La droite continue à y être farouchement opposée. Cette loi concernera des « personnes avec plusieurs années à vivre, dont la souffrance viendra de la maladie, mais également du sentiment d’être un trop lourd fardeau », a fustigé le député Philippe Juvin (Les Républicains), récusant que les critères soient « stricts » ou que la procédure soit réellement collégiale.

Fers de lance du combat contre la proposition de loi, les soignants de la société française d’accompagnement et de soins palliatifs (SFAP) ont déploré un « changement fondamental de la mission des soignants ». « Ce texte sur l’aide à mourir ne répond pas à des situations d’exception mais instaure une nouvelle norme du mourir », a déclaré sa présidente, Claire Fourcade. « Il s’inscrit dans un contexte actuel où l’offre de soins est terriblement déficiente, ce qui ne permet pas le libre choix », a-t-elle ajouté.

Le texte pourra connaître encore de nombreux ajustements. Il devra avant d’être adopté poursuivre son parcours législatif au Sénat, peut-être dès cet automne, et revenir à l’Assemblée pour une deuxième voire une troisième lecture.

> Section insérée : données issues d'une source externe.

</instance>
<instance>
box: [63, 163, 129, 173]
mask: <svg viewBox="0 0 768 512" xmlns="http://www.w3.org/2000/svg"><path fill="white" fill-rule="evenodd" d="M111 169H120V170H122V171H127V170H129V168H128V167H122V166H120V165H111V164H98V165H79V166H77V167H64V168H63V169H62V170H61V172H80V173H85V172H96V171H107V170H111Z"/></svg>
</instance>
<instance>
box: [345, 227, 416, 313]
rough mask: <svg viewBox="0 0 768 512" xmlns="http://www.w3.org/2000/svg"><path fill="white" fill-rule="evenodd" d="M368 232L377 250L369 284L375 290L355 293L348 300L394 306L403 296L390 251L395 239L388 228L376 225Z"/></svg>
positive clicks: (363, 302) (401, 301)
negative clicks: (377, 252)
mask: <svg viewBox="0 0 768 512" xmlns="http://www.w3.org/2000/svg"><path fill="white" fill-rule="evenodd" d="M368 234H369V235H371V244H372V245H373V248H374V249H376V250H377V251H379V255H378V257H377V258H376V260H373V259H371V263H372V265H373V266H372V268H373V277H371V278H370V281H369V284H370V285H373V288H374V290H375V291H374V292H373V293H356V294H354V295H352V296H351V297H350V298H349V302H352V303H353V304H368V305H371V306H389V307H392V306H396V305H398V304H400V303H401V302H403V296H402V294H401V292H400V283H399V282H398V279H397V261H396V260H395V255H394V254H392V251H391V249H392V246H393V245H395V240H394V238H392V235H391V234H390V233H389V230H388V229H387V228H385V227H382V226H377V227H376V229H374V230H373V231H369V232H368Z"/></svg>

La suite d’un parcours tortueux, commencé en 2022 : après avoir confié une réflexion sur le sujet à une convention citoyenne, Emmanuel Macron avait dévoilé en mars 2024 les grandes lignes d’un projet de loi. Mais l’examen de celui-ci n’avait pu aller à son terme, interrompu par la dissolution de l’Assemblée nationale.

« Je souhaite que le texte [sur l’aide à mourir] soit voté d’ici à 2027, c’est encore possible », avait affirmé, ce week-end, la ministre de la santé, Catherine Vautrin.